Ce script ouvre une session graphique correspondant aux éventuels paramètres spécifiés lors de la commande. Par défaut, aucun paramètre n'est spécifié.
Voici, en résumé, le processus :
* gestion des paramètres nationaux avec /etc/profile.d/10lang.sh et /etc/sysconfig/i18n
* création ou vidage du journal de session $HOME/.xsession-errors
* fond d'écran rouge, si c'est root qui se connecte
* définit la forme du curseur : patienter
* libère la mémoire après xbanner
* ajoute éventuellement les ressources X de l'utilisateur (icônes ...) aux ressources système
* configuration du clavier
* définition du fichier d'initialisation de console-kit (suivi des utilisateurs, des sessions ...)
* définition du fichier de lancement du navigateur internet
* définition du bureau : celui donné en argument, sinon celui du fichier $HOME/.desktop, sinon celui du fichier /etc/sysconfig/desktop
* définition de la session : la même que le bureau; si, à ce stade, aucun bureau n'est défini, lance la commande chksession -F
* lancement des scripts du répertoire /etc/X11/xinit.d, avec chaque fois le nom de la session comme argument.
Le contenu du répertoire dépend de votre installation. Voici ce que j'ai, avec une installation minimale et avec le bureau IceWM :
02XIM : interface de UIM, pour la gestion des langues japonaise et chinoise
gpg-agent : GPG permet de transmettre des messages signés et/ou chiffrés.

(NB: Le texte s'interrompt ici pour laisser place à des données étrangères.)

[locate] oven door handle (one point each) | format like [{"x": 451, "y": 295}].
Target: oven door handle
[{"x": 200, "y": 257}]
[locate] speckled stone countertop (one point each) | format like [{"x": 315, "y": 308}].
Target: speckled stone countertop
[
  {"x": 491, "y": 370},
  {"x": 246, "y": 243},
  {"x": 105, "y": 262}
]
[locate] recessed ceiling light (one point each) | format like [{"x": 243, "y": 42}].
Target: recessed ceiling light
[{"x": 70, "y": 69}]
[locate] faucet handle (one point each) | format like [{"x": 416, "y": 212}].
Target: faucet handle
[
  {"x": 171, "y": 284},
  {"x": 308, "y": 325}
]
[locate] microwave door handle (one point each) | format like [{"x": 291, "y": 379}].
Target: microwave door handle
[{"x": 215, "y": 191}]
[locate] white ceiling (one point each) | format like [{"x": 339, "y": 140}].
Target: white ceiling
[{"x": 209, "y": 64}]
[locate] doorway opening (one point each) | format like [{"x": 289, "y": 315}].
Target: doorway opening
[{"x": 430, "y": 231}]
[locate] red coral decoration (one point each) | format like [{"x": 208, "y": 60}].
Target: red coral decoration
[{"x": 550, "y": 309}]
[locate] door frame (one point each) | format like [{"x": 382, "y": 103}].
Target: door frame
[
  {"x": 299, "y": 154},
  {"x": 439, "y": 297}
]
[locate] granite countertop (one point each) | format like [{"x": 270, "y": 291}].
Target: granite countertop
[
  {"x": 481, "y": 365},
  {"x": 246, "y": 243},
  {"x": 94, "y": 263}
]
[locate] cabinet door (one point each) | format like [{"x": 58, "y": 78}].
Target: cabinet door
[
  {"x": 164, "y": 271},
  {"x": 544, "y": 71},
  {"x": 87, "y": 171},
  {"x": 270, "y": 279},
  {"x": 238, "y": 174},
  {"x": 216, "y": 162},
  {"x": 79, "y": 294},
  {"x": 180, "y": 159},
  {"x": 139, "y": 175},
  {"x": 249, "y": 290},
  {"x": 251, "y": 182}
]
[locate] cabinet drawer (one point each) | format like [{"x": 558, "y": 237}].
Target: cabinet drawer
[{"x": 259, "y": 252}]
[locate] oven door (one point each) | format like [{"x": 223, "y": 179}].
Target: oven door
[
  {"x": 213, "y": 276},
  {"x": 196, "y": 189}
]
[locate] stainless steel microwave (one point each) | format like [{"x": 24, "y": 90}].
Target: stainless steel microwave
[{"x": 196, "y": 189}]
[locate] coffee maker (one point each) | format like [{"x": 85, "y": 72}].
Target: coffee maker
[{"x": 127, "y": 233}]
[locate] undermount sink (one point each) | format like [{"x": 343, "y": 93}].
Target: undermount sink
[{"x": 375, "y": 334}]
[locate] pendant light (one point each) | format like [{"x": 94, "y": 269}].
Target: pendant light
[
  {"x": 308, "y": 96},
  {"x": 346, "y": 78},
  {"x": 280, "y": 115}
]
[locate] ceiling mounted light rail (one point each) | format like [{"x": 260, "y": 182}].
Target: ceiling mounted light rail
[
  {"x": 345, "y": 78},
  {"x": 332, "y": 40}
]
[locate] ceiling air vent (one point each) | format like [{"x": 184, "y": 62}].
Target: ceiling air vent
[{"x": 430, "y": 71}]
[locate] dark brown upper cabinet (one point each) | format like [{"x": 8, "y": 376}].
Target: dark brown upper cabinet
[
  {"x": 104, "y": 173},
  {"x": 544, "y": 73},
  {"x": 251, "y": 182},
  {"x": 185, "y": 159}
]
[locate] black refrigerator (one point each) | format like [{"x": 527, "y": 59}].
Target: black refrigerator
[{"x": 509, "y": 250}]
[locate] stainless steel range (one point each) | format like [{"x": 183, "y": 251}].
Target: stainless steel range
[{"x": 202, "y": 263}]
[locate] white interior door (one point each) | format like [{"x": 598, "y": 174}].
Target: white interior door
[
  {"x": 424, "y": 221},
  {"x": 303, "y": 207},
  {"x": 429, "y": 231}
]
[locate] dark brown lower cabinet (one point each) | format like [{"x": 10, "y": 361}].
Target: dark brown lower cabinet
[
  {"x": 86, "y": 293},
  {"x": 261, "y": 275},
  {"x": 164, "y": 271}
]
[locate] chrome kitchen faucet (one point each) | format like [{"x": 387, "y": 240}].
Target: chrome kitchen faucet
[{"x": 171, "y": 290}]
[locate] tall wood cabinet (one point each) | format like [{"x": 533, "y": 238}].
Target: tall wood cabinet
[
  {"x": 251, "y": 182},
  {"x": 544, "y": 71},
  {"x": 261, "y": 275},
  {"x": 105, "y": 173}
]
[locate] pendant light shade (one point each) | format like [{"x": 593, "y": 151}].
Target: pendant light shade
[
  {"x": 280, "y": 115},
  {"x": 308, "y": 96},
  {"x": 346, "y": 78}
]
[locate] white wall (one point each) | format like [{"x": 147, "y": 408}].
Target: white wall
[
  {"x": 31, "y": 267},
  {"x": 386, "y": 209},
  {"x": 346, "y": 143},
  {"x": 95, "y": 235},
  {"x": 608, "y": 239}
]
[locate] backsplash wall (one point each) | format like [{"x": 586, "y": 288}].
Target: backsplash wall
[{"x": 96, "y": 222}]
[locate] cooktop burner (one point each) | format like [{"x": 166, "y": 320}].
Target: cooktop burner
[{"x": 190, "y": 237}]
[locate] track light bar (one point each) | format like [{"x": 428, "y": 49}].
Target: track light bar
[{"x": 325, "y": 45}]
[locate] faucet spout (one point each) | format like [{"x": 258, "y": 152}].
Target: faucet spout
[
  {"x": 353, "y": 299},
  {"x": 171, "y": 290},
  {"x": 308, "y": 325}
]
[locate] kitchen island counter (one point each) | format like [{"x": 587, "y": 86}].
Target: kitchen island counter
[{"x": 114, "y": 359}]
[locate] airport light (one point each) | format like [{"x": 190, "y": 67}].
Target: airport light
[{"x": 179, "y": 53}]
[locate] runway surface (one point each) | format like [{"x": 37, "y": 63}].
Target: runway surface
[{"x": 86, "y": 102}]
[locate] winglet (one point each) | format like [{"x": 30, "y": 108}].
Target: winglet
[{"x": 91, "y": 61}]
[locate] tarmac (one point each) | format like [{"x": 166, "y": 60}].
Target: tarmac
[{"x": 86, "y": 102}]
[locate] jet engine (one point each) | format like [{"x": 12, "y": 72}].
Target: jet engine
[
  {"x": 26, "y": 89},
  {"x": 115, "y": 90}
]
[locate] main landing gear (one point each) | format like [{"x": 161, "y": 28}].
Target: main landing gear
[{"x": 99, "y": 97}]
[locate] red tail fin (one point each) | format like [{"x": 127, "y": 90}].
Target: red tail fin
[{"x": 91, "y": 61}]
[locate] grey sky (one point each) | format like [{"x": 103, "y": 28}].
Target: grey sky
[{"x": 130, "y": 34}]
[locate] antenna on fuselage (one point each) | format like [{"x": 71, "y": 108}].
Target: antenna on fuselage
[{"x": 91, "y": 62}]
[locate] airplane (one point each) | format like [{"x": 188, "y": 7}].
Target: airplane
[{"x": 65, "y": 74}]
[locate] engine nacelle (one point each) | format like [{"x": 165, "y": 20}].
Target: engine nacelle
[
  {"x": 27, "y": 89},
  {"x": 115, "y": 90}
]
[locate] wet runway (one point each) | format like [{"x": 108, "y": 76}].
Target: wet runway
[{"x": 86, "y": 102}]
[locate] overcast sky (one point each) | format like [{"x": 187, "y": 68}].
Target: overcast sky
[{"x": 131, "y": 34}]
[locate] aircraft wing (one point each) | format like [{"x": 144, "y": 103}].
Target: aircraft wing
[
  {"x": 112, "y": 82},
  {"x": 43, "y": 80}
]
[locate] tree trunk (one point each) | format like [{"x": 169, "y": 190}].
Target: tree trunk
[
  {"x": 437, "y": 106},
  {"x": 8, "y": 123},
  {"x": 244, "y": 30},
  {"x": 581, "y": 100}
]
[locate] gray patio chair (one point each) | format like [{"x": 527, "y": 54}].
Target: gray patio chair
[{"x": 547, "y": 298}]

gpg-agent stocke temporairement le mot de passe ou la phrase, de sorte que vous ne devrez les taper qu'une seule fois pour une session.
canberra-gtk-module.sh : ajoute canberra-gtk-module à la variable $GTK_MODULES
menu : migration des anciens menus vers les nouveau, si besoin
mgaapplet (appliquette signalant des mises à jour) : exécute /usr/bin/mgaapplet, uniquement avec les bureaux IceWM et Fluxbox
Mod_Meta_L_Disable :_retire l' identifiant MOD_META_L, principalement pour xemacs
msec : exécute /usr/bin/xhost + localhost (autorise l'ouverture de fenêtres depuis localhost)
numlock : active le verrouillage numérique en mode graphique, s'il est déjà activé en mode texte
s2u : active le démon s2u (communication du système vers l'utilisateur, avec dbus)
xdg-user-dirs-update : création ou mise à jour des répertoires de l'utilisateur
xdg-user-dirs-update-gtk : n'est utilisé que pour les bureaux autres que GNOME, KDE et xfce4
* lancement du bureau, au sein de ConsoleKit, selon le cas :
bureau failsafe : un simple terminal
le bureau est défini : lancement de ce bureau
le bureau est default : essai de diverses solutions : une session utilisateur est définie, des clients utilisateurs sont définis, recherche d'une session avec chksession -F, icewm, icewm-light, twm, xsm
Finalement, lorsque votre gestionnaire de connexion est XDM et que vous avez demandé une auto-connexion, les arguments de la commande startx sont définis, puis la commande startx est lancée. Celle-ci traite les arguments. Ensuite elle démarre correctement le serveur X puis ouvre votre bureau.